While most people in cities have been comfortably attending classes at home, often complaining about the choppy Wi-Fi that is interrupting their lessons, it is sadly the poorest population that is suffering. Their lack of access to resources, teacher-provided or online, makes them susceptible to dropping out of the education system altogether.
Due to repeated lockdowns and lack of facilities to conduct online examinations fairly, students have been promoted to the next year for the second time, which may spell disaster in a year or two when several students will have to take their board exams without being adequately capable to appear for them.
Already, over 54% of graduates in India are deemed to be unemployable, and allowing students to move onto the next academic year without examinations is sure to further precipitate this figure.
It is easy to chalk up the problem of education inequality to years of systemic underfunding and low prioritisation (which is not entirely untrue).

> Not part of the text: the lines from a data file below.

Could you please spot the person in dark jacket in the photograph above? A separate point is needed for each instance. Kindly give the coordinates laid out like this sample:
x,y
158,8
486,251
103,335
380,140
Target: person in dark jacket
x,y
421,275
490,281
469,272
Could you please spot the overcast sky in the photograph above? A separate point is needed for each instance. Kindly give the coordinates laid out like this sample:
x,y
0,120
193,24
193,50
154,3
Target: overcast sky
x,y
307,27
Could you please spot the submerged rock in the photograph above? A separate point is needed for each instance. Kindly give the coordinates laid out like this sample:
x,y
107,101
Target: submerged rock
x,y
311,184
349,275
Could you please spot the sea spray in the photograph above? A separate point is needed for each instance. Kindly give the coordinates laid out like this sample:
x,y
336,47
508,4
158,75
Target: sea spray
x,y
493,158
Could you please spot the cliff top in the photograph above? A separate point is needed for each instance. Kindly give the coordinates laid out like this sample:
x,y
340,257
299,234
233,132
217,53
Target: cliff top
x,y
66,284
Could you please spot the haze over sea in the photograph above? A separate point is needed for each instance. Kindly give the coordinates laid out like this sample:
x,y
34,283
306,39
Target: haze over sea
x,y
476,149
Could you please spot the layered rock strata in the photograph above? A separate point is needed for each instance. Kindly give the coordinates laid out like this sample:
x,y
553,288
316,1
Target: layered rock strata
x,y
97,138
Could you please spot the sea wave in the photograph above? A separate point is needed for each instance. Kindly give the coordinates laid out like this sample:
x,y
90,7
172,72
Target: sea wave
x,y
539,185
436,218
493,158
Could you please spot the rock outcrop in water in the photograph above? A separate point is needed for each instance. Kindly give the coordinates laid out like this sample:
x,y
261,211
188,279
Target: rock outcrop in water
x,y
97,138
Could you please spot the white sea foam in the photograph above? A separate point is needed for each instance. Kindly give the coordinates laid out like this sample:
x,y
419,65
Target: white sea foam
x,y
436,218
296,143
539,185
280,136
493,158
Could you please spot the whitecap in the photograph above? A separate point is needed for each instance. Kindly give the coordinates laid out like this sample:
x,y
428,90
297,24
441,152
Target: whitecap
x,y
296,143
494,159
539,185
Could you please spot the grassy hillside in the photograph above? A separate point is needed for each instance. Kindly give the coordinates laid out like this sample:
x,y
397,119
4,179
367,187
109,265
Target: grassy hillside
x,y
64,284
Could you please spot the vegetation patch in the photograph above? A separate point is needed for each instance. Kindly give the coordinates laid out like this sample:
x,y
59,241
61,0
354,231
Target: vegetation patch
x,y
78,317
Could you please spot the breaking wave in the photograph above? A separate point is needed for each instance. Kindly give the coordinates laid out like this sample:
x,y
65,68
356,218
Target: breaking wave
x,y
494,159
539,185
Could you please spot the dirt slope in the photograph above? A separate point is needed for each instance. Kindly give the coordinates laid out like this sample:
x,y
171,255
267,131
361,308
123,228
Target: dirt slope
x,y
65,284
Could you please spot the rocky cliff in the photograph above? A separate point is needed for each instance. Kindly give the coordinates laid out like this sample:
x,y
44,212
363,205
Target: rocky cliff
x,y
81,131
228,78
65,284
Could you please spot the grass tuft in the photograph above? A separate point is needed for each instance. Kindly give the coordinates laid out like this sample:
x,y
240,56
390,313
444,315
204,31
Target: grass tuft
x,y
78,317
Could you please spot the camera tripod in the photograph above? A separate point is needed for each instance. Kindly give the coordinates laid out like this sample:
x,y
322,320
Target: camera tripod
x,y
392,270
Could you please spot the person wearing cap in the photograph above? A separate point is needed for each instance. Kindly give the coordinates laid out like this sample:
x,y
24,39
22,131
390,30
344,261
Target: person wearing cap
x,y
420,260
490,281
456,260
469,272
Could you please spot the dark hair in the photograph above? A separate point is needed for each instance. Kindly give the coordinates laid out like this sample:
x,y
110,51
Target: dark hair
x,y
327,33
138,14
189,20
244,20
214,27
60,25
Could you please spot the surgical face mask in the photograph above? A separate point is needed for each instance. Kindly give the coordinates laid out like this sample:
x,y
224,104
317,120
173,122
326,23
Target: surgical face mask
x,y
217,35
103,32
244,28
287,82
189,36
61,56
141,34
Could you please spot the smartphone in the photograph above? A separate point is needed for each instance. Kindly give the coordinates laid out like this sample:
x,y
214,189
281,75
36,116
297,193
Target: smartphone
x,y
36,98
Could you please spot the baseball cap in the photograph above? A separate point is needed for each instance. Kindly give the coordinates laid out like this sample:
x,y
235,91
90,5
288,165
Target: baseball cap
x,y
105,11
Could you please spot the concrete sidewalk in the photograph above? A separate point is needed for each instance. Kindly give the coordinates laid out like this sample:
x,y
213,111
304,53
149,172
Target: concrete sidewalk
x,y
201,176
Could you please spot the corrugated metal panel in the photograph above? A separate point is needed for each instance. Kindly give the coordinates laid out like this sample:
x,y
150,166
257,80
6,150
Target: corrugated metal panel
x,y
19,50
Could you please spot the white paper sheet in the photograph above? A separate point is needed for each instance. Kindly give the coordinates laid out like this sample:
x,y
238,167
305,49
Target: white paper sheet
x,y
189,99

However, there is still a way out of this problem, but it requires strategic action and serious intervention.
India has one of the lowest budgets for education, with only 3.1% of its GDP being spent on education in 2019-2020, as against the national policy’s recommended 6%. Thus, funding needs to increase to ensure that public schools have their basic needs met. This means not only improving physical school structures such as the classrooms and toilets, but also hiring more staff. Due to budget cuts, it is not uncommon to hear staff in public schools performing multiple roles, such as that of a clerk, cleaner, bookkeeper, P.T. teacher, etc.
Due to the pressure to perform all these roles competently, time spent on creating lesson plans or tending to students and quelling their doubts reduces drastically, leading to lower quality of teaching, and a disengaged and disinterested class. More funding will also ensure that students are allowed to focus on other extra-curricular activities as well such as theatre, sports, elocution, etc.

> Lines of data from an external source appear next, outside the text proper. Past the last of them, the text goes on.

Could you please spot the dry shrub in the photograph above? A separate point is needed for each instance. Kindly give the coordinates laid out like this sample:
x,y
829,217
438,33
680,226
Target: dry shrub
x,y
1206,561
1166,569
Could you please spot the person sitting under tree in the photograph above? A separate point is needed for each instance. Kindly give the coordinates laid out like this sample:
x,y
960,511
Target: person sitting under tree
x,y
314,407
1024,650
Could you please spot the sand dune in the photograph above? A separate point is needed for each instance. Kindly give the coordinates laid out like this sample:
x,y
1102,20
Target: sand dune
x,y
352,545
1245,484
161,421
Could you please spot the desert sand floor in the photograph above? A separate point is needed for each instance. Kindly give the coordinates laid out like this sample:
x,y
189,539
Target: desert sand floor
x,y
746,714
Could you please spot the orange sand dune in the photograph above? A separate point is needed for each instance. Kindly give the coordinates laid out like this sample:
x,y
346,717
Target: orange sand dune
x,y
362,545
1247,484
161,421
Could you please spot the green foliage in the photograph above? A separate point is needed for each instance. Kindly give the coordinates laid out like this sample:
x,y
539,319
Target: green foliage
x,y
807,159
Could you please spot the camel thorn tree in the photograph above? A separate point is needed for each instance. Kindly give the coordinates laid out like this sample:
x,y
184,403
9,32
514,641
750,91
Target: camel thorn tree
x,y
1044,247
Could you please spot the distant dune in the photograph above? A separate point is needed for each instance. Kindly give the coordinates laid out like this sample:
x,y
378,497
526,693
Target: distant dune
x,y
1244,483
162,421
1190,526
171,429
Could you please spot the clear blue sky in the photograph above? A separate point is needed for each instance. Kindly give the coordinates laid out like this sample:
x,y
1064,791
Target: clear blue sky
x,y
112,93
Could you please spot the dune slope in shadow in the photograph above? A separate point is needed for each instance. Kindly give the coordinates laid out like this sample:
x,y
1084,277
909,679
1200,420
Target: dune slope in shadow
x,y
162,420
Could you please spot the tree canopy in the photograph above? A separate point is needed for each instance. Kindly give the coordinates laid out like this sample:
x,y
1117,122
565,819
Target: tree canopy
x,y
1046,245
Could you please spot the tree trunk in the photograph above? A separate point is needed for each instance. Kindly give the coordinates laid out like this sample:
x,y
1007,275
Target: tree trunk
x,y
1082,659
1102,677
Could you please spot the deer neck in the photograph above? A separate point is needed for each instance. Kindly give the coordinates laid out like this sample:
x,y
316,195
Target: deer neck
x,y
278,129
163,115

While going to school and staying in school may seem like a ‘no brainer’ to several parents in India, the fact is, in rural India, the school dropout rate is quite high. According to the MHRD report on Educational Statistics at a Glance (2018), the school dropout rate stands at 6.93% (2014-15), which may not seem like much, but translates into lakhs of students leaving school at the primary level, that is, leaving school before they can barely read and write.
This goes up dramatically to 24.68% at the secondary level, which means, nearly every one in four children in India is leaving education before entering high school.

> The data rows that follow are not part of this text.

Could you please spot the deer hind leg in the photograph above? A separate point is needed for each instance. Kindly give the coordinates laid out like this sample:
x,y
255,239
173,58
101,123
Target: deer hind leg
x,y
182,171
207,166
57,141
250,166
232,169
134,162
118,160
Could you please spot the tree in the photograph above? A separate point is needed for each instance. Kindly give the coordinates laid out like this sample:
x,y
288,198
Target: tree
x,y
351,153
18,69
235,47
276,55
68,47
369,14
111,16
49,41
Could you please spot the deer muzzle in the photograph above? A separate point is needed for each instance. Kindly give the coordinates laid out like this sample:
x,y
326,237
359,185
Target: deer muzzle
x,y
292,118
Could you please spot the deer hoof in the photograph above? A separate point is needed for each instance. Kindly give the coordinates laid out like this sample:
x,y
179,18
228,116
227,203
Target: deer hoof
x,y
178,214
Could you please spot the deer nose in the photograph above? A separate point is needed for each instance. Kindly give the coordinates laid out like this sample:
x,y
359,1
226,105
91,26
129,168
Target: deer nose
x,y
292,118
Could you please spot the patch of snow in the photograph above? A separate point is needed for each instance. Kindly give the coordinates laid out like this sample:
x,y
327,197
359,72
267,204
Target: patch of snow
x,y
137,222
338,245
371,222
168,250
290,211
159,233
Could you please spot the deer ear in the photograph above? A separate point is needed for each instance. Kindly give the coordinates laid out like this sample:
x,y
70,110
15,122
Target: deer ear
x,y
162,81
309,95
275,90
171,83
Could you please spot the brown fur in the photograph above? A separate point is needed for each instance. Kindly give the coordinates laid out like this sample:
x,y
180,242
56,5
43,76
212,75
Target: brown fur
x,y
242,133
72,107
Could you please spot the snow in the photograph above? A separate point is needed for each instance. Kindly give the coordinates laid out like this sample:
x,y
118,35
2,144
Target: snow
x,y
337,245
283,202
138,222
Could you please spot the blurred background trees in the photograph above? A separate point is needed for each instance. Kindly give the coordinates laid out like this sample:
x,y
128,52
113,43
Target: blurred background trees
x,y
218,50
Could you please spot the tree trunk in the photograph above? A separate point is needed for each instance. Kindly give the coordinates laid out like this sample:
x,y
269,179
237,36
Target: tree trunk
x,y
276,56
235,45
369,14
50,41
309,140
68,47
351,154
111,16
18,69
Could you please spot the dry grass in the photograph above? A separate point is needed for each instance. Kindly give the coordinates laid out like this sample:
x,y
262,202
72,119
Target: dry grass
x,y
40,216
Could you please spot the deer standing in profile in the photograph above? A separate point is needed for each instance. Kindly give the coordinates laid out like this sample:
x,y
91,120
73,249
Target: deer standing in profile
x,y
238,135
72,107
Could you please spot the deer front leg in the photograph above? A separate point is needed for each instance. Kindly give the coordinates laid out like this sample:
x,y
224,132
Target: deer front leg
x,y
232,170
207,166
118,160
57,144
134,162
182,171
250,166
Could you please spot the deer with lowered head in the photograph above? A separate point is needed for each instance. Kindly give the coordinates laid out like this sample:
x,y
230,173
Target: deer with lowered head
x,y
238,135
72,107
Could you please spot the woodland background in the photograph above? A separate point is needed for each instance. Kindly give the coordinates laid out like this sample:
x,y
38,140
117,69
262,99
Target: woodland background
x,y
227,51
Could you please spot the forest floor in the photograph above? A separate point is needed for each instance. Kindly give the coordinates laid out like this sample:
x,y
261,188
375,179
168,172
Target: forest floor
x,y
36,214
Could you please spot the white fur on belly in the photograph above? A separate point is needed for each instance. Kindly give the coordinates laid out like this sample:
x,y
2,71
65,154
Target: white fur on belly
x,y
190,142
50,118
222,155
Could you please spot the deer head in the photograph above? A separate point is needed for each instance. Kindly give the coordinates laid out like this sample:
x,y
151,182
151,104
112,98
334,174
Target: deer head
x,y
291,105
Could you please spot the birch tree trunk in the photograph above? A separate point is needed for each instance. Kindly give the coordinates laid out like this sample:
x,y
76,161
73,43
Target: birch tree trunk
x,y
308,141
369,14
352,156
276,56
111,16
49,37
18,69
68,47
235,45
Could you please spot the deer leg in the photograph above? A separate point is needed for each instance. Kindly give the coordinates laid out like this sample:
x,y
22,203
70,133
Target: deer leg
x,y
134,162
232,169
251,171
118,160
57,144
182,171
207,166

Thus, there is a need to provide parents and children with incentives to stay in school. This includes not only making school interesting and engaging enough to ensure children won’t drop out of their own accord but also educating parents of the benefit of keeping their children in school.
While the introduction of mid-day meals is a great idea in theory, the poor execution has marred its benefits. Repeated national scandals regarding mid-day meals, whether in the form of provision of low-quality food or lack of provision of food altogether due to theft and corruption at multiple levels, has mired this venture in controversy and needs to be thoroughly investigated and resolved at the earliest.
While it may be unimaginable for most of us to survive without the internet or to stay updated with the latest news and social media trends, the fact is, a majority of the Indian population is unaware of the potential, or the effects, of the internet on our daily lives due to their complete lack of access to it. The provision of computers and internet facilities will help revolutionise education at the grassroots level, as it will improve access to more information than that provided in barely-affordable textbooks.
Computer education also equips people to easily move from rural to urban settings for job opportunities. Lack of computer literacy is a major hurdle, that needs to be addressed at the school level to ensure that when it comes to employability, rural adults are not left at a complete disadvantage.
While these suggestions may seem obvious to some, the fact is, in the hallowed halls of decision-makers in India, they seem to be falling on deaf ears. As soon as the pandemic is over and schools resume, teachers will be pressured to provide catch-up lessons, over and above covering their usual class syllabus, leading to added workload which may affect student performance.
In the meantime, it is hoped that those in the education sector heed the furiously blinking warning light now before the education crisis becomes a bigger problem than the pandemic currently precipitating it.